Тихо падал мягкий снег, и сквозь него Рестон смог различить желтые прямоугольники света, которые были окнами здания общины. До него доносились звуки гармошки, наигрывавшей «О мойя дивчина майе ноги». «Моя девушка моет свои ноги», подумал он, подсознательно переходя к своему полузабытому родному языку; моет их здесь, в Нова Полска, точно так же, как мыла их давным — давно на Земле.

В этой мысли была какая — то теплота, и Рестон удовлетворенно отвернулся от окна своего кабинета и прошел через пространство маленькой комнаты к обыденным удовольствиям, заключавшимся в любимом кресле и трубке.
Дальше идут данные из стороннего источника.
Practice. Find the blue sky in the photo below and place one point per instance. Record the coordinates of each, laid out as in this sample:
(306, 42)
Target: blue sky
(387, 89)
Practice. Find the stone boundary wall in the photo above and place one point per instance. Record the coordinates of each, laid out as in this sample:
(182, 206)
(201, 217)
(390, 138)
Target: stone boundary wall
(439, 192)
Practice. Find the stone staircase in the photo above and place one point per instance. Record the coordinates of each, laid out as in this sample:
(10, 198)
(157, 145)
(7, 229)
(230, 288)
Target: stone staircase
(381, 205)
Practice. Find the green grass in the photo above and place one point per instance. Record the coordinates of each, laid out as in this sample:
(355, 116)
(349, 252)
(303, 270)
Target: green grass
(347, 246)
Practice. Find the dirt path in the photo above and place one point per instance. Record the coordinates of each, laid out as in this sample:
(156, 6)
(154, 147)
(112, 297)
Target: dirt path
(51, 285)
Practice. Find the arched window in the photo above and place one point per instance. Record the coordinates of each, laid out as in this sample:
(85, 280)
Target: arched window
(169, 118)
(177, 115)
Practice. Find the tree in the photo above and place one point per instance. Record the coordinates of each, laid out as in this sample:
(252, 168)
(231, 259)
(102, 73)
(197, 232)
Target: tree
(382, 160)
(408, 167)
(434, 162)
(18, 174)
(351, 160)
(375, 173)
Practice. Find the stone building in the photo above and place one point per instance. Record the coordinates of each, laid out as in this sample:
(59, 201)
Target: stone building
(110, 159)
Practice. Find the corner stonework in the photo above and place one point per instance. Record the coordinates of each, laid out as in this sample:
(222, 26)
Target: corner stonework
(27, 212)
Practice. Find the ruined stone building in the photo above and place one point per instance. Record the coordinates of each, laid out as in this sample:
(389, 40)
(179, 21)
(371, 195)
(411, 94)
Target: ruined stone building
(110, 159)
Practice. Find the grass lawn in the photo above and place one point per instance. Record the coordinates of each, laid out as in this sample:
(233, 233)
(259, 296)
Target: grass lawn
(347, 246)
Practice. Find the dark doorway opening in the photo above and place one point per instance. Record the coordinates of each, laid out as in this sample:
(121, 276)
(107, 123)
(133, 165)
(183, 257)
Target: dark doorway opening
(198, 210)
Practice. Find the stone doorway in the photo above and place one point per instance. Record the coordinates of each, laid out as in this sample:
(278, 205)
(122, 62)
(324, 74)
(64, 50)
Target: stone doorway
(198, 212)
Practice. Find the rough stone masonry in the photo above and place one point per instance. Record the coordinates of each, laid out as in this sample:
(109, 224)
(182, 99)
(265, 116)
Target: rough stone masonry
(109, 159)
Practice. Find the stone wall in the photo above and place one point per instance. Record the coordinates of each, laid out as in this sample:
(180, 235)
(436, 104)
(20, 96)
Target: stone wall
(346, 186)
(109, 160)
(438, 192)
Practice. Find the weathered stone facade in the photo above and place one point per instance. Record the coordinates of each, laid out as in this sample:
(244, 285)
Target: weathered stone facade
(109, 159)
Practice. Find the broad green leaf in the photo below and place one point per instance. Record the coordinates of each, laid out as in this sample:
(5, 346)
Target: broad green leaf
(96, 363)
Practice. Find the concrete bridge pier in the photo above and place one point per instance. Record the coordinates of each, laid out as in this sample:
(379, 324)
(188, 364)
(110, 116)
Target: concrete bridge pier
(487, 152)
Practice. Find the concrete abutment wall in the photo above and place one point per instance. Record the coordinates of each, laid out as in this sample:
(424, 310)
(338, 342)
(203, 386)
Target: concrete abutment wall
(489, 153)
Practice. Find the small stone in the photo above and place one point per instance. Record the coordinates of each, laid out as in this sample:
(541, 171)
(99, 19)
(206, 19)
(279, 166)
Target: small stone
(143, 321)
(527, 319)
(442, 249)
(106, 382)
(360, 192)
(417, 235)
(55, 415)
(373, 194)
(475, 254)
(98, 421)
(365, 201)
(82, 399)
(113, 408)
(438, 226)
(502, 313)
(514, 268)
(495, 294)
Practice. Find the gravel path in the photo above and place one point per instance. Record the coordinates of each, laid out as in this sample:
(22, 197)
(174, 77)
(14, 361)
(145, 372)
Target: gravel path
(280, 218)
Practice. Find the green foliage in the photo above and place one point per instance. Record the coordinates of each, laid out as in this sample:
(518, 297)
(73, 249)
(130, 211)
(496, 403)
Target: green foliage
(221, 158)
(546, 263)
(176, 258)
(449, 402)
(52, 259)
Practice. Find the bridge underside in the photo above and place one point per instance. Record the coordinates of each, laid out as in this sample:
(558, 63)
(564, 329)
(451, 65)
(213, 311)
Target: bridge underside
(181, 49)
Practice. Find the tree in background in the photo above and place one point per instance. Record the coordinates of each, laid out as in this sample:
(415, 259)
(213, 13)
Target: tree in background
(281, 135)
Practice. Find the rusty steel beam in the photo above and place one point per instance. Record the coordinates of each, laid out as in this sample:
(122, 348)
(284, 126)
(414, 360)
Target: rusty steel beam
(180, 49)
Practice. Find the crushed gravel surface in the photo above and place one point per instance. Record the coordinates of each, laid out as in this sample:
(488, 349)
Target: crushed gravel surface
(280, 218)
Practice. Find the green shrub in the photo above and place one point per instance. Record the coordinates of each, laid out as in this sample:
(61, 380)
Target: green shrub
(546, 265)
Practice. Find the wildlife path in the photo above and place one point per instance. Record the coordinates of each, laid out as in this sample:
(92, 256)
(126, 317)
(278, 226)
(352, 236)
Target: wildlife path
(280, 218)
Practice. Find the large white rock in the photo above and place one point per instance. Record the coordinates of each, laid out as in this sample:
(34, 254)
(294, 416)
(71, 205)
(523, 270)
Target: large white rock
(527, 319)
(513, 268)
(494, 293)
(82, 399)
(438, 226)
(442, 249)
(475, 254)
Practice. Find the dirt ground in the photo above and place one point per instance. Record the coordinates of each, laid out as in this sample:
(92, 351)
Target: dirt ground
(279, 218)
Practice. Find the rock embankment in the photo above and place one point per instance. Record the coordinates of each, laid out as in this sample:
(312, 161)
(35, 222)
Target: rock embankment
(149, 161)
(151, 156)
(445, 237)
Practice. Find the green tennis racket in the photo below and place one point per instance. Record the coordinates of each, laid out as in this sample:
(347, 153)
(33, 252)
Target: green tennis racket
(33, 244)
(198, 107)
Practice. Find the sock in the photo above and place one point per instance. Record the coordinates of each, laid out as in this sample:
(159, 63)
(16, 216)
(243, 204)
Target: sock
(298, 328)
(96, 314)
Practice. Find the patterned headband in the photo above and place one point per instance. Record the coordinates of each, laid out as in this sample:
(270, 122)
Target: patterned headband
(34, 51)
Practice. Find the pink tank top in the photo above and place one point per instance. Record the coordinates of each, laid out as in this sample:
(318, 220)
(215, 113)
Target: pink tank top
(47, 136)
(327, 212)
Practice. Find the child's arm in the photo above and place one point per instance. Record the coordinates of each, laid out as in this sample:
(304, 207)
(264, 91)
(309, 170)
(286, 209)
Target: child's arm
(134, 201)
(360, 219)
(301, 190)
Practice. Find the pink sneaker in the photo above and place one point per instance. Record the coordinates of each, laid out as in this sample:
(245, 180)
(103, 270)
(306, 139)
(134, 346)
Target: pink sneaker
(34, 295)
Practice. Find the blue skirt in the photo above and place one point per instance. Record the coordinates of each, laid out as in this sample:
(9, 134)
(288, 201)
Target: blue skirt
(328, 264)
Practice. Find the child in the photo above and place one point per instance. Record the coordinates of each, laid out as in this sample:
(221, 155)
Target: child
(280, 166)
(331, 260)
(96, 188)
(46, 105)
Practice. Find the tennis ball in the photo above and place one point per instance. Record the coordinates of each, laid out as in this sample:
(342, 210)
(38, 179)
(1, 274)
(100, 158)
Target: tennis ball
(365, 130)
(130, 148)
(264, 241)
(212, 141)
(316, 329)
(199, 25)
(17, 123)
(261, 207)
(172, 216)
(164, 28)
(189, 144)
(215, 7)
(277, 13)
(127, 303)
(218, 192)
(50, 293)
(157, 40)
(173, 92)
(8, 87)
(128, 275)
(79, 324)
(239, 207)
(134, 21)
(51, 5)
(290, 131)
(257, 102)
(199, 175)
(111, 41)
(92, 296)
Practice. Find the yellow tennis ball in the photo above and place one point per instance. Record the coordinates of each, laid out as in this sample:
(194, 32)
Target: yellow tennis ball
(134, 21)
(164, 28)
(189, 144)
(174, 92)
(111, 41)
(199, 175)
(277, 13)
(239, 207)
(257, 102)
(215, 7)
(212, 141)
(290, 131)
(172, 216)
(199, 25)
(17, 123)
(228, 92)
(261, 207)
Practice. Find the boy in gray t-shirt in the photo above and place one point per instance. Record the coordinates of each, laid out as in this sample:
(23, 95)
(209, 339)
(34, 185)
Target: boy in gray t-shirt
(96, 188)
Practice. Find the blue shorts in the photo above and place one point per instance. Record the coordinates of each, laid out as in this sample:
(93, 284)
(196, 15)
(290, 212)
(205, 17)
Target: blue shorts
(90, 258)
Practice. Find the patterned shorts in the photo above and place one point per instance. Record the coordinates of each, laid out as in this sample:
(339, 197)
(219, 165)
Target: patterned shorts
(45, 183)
Скоро, и он хорошо знал это, один из мальчишек пробежит по нападавшему снегу и постучит в его дверь, принеся самые отборные кушанья со свадебного стола: возможно, там будет колбаса, и колобки, и пироги, и даже колбаски. А затем, уже поздним вечером, придет и сам конюх, прихватив с собой водку, и с ним будет его невеста, и он будет пить водку вместе с Рестоном в теплой комнате, и белый вездесущий снег, возможно, все еще будет падать, а если он прекратится, то звезды, яркие и мерцающие, будут видны на небе над Нова Полска.
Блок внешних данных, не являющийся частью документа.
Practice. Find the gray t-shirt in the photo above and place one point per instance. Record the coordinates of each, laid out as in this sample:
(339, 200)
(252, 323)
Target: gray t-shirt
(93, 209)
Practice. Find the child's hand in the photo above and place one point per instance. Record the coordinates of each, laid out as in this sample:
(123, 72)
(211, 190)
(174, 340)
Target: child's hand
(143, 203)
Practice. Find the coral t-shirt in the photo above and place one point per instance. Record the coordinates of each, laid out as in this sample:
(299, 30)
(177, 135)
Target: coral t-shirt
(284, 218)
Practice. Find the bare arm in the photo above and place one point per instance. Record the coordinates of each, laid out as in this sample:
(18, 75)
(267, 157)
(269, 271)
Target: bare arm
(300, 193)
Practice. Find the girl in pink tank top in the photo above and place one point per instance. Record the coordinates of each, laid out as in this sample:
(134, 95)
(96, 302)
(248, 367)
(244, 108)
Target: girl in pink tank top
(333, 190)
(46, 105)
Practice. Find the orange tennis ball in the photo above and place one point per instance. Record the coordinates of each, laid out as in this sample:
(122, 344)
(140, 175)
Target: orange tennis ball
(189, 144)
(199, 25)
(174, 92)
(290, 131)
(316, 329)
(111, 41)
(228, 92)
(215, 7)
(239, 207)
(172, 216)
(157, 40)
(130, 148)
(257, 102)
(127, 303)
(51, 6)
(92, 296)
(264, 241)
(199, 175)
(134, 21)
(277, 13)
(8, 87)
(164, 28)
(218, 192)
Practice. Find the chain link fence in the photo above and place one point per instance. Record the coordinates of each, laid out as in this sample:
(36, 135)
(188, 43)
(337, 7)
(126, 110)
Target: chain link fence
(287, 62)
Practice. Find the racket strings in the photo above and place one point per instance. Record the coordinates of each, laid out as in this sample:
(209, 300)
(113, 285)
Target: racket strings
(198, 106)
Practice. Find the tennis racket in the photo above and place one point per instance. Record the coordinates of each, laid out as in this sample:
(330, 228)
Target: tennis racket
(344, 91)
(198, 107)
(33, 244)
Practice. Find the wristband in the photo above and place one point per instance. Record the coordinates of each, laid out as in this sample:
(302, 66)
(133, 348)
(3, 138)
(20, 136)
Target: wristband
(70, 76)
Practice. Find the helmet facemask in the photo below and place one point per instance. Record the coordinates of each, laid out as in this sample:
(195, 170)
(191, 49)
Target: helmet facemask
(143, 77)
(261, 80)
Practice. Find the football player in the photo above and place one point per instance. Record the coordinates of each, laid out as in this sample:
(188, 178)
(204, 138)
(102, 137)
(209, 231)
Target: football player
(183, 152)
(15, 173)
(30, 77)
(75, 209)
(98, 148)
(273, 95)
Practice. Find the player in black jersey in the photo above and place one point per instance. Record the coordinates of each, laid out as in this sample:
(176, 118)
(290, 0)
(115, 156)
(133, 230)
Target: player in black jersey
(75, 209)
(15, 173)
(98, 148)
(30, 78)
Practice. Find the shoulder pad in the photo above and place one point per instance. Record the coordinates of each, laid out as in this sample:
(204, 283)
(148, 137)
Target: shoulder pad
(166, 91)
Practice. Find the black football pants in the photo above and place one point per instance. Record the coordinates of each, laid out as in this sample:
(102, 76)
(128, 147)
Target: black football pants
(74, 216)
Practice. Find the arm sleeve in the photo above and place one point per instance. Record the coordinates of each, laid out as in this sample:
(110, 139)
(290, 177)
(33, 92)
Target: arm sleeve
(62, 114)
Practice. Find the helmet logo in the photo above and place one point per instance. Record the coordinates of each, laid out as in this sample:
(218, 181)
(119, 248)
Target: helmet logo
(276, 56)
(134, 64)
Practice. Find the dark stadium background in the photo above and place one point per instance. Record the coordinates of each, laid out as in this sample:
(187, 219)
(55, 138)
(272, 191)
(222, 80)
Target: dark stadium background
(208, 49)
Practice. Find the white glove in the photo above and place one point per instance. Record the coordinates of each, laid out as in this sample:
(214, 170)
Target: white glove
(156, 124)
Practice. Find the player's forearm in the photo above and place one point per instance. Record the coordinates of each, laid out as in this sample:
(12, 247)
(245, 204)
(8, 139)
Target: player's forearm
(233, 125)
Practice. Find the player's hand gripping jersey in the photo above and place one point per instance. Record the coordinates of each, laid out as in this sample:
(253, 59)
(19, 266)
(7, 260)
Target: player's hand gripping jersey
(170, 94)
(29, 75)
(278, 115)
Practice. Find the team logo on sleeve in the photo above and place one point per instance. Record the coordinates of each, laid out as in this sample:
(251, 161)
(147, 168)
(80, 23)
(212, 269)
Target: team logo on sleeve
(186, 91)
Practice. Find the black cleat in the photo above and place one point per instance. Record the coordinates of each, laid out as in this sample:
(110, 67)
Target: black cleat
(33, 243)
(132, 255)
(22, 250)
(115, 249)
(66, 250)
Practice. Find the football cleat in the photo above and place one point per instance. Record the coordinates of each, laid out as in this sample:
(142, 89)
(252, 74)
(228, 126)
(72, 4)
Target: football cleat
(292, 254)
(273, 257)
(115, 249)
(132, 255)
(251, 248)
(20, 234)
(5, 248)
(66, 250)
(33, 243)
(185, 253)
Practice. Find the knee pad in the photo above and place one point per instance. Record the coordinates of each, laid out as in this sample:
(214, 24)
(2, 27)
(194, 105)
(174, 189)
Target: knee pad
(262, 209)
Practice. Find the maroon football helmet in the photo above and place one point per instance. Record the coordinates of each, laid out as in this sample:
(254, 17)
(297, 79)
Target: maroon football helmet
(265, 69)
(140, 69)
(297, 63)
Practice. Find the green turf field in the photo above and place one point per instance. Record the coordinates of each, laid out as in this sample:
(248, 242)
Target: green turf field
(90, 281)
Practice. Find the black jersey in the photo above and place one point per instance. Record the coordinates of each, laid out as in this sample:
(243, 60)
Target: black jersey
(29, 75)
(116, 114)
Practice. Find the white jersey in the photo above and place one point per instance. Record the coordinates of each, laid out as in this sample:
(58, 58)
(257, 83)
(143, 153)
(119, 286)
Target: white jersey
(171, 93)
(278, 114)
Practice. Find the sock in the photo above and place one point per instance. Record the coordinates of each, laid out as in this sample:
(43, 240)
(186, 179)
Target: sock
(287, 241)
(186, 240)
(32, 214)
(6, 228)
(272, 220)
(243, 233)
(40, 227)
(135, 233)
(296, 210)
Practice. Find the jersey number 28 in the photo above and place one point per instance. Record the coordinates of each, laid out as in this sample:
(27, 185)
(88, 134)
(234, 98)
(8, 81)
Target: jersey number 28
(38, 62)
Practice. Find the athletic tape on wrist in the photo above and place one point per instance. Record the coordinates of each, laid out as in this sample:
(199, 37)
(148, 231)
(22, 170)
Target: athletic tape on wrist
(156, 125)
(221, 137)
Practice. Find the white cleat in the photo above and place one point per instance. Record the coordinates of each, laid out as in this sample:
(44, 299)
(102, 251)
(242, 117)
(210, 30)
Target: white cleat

Это была хорошая жизнь, временами трудная, но вполне оправдывающая себя в свои наиболее приятные минуты. Будучи в преклонном возрасте, Рестон уже добился всего, чего хотел, а больше всего он ценил простые вещи, которые, в конечном счете, хочет получить любой человек; и если он, время от времени, испытывал необходимость искренне пообщаться с кем — то, для того, чтобы смягчить периодически накатывающуюся печаль, он никого не обижал этим, а лишь приносил успокоение самому себе. В шестьдесят лет он был если не счастливым, то вполне удовлетворенным человеком.

Но удовлетворение пришло к нему не в одночасье. Оно было взращено годами и было косвенным результатом принятия им определенного образа жизни, который обстоятельства и общество возложили на него…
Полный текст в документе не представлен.